Analysis of ascomycin production enhanced by shikimic acid resistance and addition in Streptomyces hygroscopicus var. ascomyceticus

• Published in: Biochemical engineering journal Vol. 82; pp. 124 - 133
• Main Authors: Qi, Haishan, Zhao, Sumin, Wen, Jianping, Chen, Yunlin, Jia, Xiaoqiang
• Format: Journal Article
• Language: English
• Published: Amsterdam Elsevier B.V 15.01.2014; Elsevier
• Subjects: Biological and medical sciences; Biosynthesis; Biotechnology; Enzyme activity; Fermentation; Fundamental and applied biological sciences. Psychology; Immunosuppressant; Methods. Procedures. Technologies; Microbial engineering. Fermentation and microbial culture technology; Optimization; Shikimic acid; Streptomyces hygroscopicus; Immunosuppressant; Biosynthesis; Enzyme activity; Fermentation; Shikimic acid; Optimization; Streptomyces hygroscopicus; Streptomycetaceae; Actinomycetales; Resistance; Enzymatic activity; Production; Bacteria; Actinomycetes
• ISSN: 1369-703X; 1873-295X
• DOI: 10.1016/j.bej.2013.11.006

•A mutant SA68 was achieved by shikimic acid enduring selection model.•Ascomycin production reached the peak of 450mg/L with shikimic acid addition.•Pathways were identified providing key metabolites for higher ascomycin production. Shikimic acid resistance and addition to enhance immunosuppressant ascomycin production were investigated in this study. A shikimic acid resistant strain SA68 was obtained with ascomycin production of 330mg/L, displaying approximately 22% increment compared with the parental strain FS35 (270mg/L). Under the optimal condition of 3g/L shikimic acid added at 24h, ascomycin production was further increased by 36%, reaching 450mg/L. To get deep insights into the effects of shikimic acid resistance and addition on ascomycin biosynthesis, fermentation properties, enzymes activities, metabolites and genes transcriptional levels were analyzed and evaluated.

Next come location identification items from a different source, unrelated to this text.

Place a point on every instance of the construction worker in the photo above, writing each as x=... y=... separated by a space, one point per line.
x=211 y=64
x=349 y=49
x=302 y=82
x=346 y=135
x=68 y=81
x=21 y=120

The potential targets were revealed for higher ascomycin production, which were the amplification of carbon flux toward shikimic acid by enhancing 3-deoxy-d-arabino-heptulosonate-7-phosphate synthase (DAHPS) activities and eliminating the feedback inhibition of aromatic amino acids on DAHPS activities, and the elevation of FkbO activities by amplifying fkbO gene to increase the flux of shikimic acid to chorismic acid further to 4,5-dihydroxycyclohex-1-enecarboxylic acid in Streptomyces hygroscopicus var. ascomyceticus. The results indicated that the developed methods would be helpful for ascomycin large scale fermentation. Moreover, the potential targets revealed in this study are valuable to engineer the higher-yield ascomycin-producing strain, as well as other analogous macrolide compounds-producing strains.